Are you an investor in DeFi? Then it would be helpful for you to understand how to earn passive income from DeFi.
What does DeFi refer to?
In simple words, DeFi refers to the financial services executed with the help of smart contracts without the involvement of intermediaries, like lawyers or banks. These contracts use online blockchain technology.
As the name suggests, DeFi is a community-driven financial services platform decentralized, designed to be trustless and permissionless.
As there are no AML and KYC requirements, DeFi targets banked and non-banked participants in smart contracts.
Like traditional investment options, DeFi investors can also earn passive income from their investments along with active income. Investors can earn active income by trading the assets on Decentralized Cryptocurrency Exchanges (DEX). In contrast, they can achieve passive income where crypto holders and investors earn income without active trade.

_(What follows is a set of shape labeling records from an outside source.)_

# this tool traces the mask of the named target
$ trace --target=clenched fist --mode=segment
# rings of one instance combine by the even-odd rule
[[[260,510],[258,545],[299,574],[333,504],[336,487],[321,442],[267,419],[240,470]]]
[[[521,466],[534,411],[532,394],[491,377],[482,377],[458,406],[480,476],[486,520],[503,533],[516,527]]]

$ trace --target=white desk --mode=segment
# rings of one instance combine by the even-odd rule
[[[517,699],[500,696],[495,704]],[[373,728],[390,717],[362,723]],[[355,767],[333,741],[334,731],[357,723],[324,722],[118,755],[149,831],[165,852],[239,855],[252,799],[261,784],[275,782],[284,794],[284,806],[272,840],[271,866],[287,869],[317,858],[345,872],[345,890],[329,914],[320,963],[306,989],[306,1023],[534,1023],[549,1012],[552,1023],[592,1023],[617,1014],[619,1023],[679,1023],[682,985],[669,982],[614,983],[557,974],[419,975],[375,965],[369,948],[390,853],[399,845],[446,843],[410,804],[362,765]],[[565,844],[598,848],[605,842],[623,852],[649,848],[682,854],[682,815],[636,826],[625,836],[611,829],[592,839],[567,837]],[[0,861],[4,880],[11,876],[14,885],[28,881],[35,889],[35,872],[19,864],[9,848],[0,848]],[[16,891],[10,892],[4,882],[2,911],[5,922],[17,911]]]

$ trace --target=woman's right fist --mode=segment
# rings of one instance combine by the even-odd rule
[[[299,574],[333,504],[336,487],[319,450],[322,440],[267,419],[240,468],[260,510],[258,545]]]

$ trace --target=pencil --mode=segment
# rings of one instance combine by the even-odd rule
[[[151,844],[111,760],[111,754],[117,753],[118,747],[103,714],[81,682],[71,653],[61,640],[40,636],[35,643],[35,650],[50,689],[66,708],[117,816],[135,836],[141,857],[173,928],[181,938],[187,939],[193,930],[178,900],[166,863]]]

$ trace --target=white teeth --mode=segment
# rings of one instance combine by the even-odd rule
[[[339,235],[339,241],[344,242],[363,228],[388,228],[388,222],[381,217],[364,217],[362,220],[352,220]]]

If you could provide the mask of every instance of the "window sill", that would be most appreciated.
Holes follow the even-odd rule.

Participants can earn passive income in four ways:
● Yield Farming
● Liquidity Mining
Let us review these theories in more detail.
● Yield Farming: In this method, the investors earn cryptos with their cryptos. In simple words, they lend their funds as cryptos using smart contracts. They make fees as cryptos as income.
● Liquidity Mining: Some decentralized exchanges like SushiSwap and Uniswap allow swaps between token pairs like USDT and ETH.
● Staking: Staking involves locking funds in a Cryptocurrency wallet to enhance the security and operations of a blockchain network to receive rewards. In most cases, the investors can stake their cryptos directly into a Trust wallet. Whereas, some exchanges also provide staking services to their investors.
● Lending: The users earn an APY (annual percentage yield) from the lending platforms for bolting their assets into a smart contract. Borrowers then use these tokens who pay interest for operating funds.